I thought it was an interesting question. I have had many areas of weakness that God has transformed into a strength. God does that kind of thing all the time, I think – If we let him.
But what about working in a weakness, where the weakness never becomes a strength?
I told her about my autistic daughter, Elle. God has used her to speak to many people, not least of all myself and my wife, yet her disability still exists. In the difficult struggles we’ve had with her, God’s grace has been all the more abundant. Grace to handle the trials, and to press forward in her treatment and development.
God hasn’t ‘fixed’ the situation, but he’s been present to meet the needs which have arisen out of it.

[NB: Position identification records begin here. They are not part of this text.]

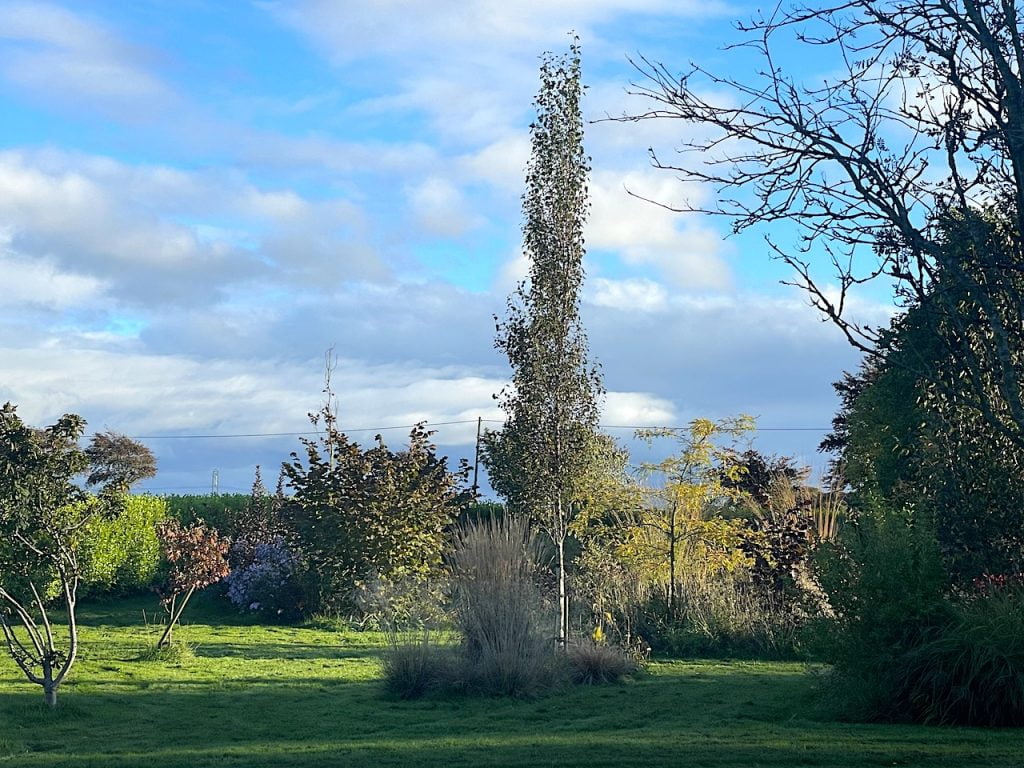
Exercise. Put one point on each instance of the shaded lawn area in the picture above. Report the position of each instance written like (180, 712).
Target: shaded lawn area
(297, 696)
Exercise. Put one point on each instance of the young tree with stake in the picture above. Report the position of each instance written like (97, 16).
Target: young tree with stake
(539, 459)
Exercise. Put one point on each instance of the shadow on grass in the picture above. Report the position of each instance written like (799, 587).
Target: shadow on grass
(663, 720)
(284, 650)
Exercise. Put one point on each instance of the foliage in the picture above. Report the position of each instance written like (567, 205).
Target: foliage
(593, 664)
(197, 557)
(258, 522)
(683, 491)
(901, 438)
(359, 514)
(42, 515)
(536, 463)
(118, 461)
(885, 583)
(756, 476)
(723, 613)
(270, 697)
(970, 672)
(496, 607)
(415, 666)
(266, 585)
(121, 554)
(216, 510)
(920, 84)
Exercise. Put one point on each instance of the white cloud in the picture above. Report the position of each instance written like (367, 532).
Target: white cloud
(637, 410)
(683, 250)
(166, 236)
(439, 208)
(634, 294)
(52, 52)
(40, 283)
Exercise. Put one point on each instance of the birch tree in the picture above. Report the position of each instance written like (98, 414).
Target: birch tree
(539, 459)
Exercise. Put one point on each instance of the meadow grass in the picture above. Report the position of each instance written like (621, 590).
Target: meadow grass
(256, 695)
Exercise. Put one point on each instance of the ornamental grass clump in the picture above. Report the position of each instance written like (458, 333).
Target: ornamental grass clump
(496, 607)
(971, 672)
(592, 663)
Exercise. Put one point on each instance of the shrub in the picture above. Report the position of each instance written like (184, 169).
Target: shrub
(415, 666)
(592, 663)
(723, 613)
(215, 510)
(267, 585)
(121, 554)
(971, 672)
(886, 586)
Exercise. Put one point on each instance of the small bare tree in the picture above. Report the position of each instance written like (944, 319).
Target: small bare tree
(906, 166)
(43, 514)
(198, 557)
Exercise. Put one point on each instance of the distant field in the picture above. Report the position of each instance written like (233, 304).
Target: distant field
(286, 696)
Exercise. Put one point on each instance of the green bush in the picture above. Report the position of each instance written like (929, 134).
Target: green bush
(886, 589)
(971, 672)
(722, 614)
(121, 555)
(217, 511)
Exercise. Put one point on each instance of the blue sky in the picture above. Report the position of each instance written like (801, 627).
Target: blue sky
(198, 199)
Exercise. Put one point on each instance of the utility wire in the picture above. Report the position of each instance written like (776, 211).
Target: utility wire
(434, 424)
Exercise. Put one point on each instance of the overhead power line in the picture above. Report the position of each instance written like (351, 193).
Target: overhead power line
(429, 424)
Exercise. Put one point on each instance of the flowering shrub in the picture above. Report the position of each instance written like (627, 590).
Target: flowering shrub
(267, 585)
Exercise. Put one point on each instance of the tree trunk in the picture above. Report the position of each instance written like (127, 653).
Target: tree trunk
(563, 598)
(172, 620)
(672, 561)
(49, 687)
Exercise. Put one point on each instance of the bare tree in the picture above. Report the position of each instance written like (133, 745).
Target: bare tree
(43, 513)
(118, 460)
(907, 166)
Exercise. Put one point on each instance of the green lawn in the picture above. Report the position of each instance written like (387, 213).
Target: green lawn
(285, 696)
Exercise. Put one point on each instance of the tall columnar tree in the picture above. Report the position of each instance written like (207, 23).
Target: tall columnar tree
(540, 458)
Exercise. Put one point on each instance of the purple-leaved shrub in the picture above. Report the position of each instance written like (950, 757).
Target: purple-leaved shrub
(267, 584)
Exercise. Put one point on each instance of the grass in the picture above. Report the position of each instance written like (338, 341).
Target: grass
(298, 696)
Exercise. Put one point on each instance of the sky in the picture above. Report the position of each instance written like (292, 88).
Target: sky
(198, 199)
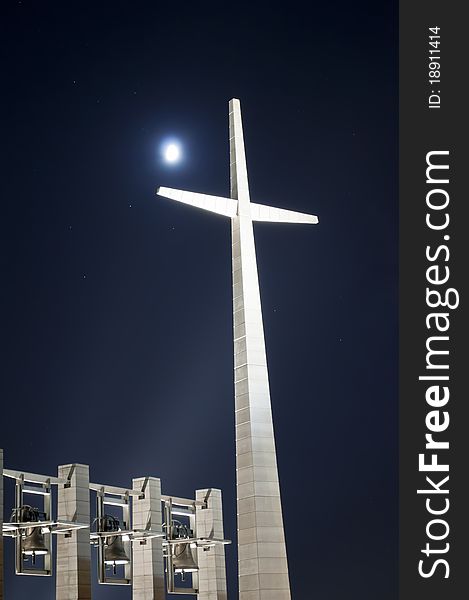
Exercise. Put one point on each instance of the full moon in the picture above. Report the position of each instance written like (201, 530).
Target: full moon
(172, 153)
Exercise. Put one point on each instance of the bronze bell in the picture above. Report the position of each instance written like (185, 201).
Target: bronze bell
(183, 559)
(34, 543)
(114, 552)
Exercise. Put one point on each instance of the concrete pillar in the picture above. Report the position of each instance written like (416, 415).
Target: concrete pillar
(209, 523)
(148, 567)
(73, 581)
(1, 524)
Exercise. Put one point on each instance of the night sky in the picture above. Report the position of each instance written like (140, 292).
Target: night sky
(116, 304)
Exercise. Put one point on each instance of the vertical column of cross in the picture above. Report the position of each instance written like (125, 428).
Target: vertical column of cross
(73, 580)
(211, 561)
(1, 524)
(262, 559)
(148, 567)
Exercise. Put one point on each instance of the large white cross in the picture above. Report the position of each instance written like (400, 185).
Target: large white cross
(263, 567)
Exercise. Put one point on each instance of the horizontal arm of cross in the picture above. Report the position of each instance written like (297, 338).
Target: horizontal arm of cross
(229, 207)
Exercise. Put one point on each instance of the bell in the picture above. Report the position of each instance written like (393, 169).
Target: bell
(34, 543)
(114, 552)
(183, 559)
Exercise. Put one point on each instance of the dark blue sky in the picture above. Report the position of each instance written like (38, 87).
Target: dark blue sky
(117, 345)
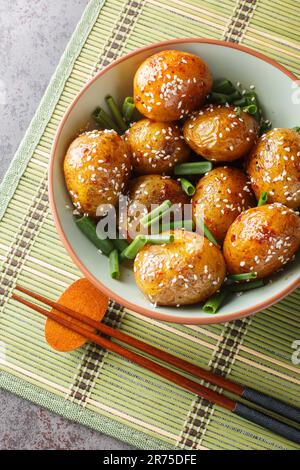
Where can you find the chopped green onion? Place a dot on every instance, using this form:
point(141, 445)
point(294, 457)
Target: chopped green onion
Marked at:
point(160, 239)
point(218, 98)
point(234, 96)
point(246, 286)
point(104, 120)
point(209, 236)
point(241, 102)
point(213, 304)
point(128, 108)
point(89, 229)
point(114, 266)
point(156, 214)
point(194, 168)
point(224, 86)
point(120, 243)
point(132, 250)
point(177, 224)
point(265, 127)
point(238, 111)
point(250, 109)
point(187, 187)
point(242, 277)
point(207, 233)
point(116, 112)
point(263, 199)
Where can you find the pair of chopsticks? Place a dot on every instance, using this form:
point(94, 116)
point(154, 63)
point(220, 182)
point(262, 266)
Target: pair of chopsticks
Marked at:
point(272, 404)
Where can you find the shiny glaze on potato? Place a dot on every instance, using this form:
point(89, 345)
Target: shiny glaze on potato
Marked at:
point(96, 167)
point(170, 84)
point(218, 134)
point(262, 240)
point(187, 271)
point(274, 167)
point(143, 193)
point(156, 147)
point(221, 195)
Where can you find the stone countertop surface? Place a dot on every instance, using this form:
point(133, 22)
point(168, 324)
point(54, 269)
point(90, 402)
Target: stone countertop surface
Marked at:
point(33, 36)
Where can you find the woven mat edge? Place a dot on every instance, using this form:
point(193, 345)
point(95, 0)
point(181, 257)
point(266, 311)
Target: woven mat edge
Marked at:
point(47, 104)
point(77, 414)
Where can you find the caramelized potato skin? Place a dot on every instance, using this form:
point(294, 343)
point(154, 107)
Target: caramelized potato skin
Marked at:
point(156, 147)
point(274, 167)
point(97, 167)
point(262, 240)
point(220, 197)
point(145, 191)
point(218, 134)
point(170, 84)
point(184, 272)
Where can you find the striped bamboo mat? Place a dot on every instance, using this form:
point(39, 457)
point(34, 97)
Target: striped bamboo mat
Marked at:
point(90, 385)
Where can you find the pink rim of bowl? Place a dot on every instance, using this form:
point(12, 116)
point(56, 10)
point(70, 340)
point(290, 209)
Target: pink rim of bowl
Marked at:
point(147, 312)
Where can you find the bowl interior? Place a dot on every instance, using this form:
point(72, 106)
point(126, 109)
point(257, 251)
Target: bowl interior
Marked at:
point(275, 90)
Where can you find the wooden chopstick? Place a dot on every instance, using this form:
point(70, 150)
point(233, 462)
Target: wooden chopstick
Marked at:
point(178, 379)
point(259, 398)
point(212, 396)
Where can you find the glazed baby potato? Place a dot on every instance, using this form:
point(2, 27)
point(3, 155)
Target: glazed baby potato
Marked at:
point(187, 271)
point(262, 240)
point(274, 167)
point(221, 195)
point(170, 84)
point(96, 168)
point(218, 134)
point(145, 191)
point(156, 146)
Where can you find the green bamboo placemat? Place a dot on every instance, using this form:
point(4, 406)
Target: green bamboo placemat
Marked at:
point(92, 386)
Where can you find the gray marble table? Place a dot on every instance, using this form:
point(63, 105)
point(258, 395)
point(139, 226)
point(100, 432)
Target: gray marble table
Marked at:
point(33, 36)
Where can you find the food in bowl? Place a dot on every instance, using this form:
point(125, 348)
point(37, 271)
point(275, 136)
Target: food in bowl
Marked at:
point(262, 240)
point(184, 272)
point(156, 147)
point(221, 195)
point(96, 168)
point(223, 106)
point(170, 84)
point(274, 166)
point(145, 192)
point(220, 134)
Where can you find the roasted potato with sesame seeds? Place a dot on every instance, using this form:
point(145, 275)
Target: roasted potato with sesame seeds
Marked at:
point(262, 240)
point(274, 167)
point(170, 84)
point(97, 167)
point(221, 195)
point(218, 134)
point(143, 193)
point(156, 147)
point(187, 271)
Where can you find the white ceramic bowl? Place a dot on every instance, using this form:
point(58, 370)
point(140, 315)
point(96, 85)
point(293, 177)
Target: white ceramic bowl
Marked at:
point(279, 95)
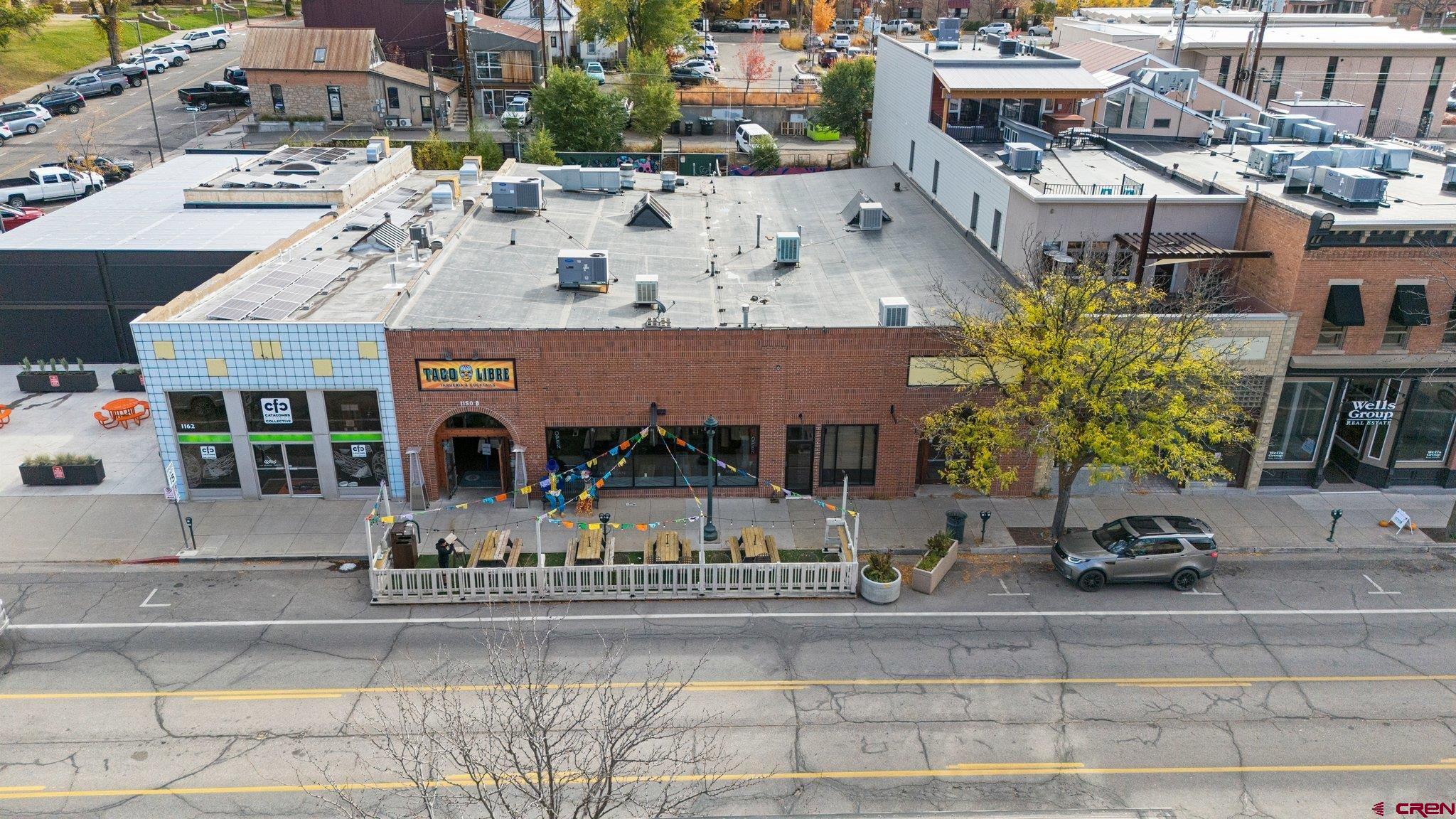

We know, from reading the Bible, that God is making all things new. He’s busy setting things right. That started with Jesus’ sacrifice and it will be set to completion when he returns. There will be a new heaven and a new earth, a perfect reality.
But here and now, there is still brokeness. The Fall still echos in us and in all of creation. We have been called to work among the imperfection. And while we are partners with setting things right, sometimes what we have to work with the brokeness before it has been fixed.
I will never be perfect on this earth, yet God chooses to work in me and through me. I am weakness personified, yet God has no plan B. Though I am still flawed and imperfect and fallen, God’s glory comes through when I let it.
Instead of throwing away this world and all that is in it, it seems like he’s taking all the loose threads and weaving a beautiful tapestry. He shows his greatnessbecause he uses the broken, the imperfect, the flawed. There is no such thing as a person who isn’t good enough for God. Because the weaker we are, the more we recognize we need him, and the more he shows up.
It’s only when we get a fat head, thinking God owes us a debt of gratitude that we end up full of ourselves and bereft of his presence.
Let us all, as Paul says boast only in what the Lord has done.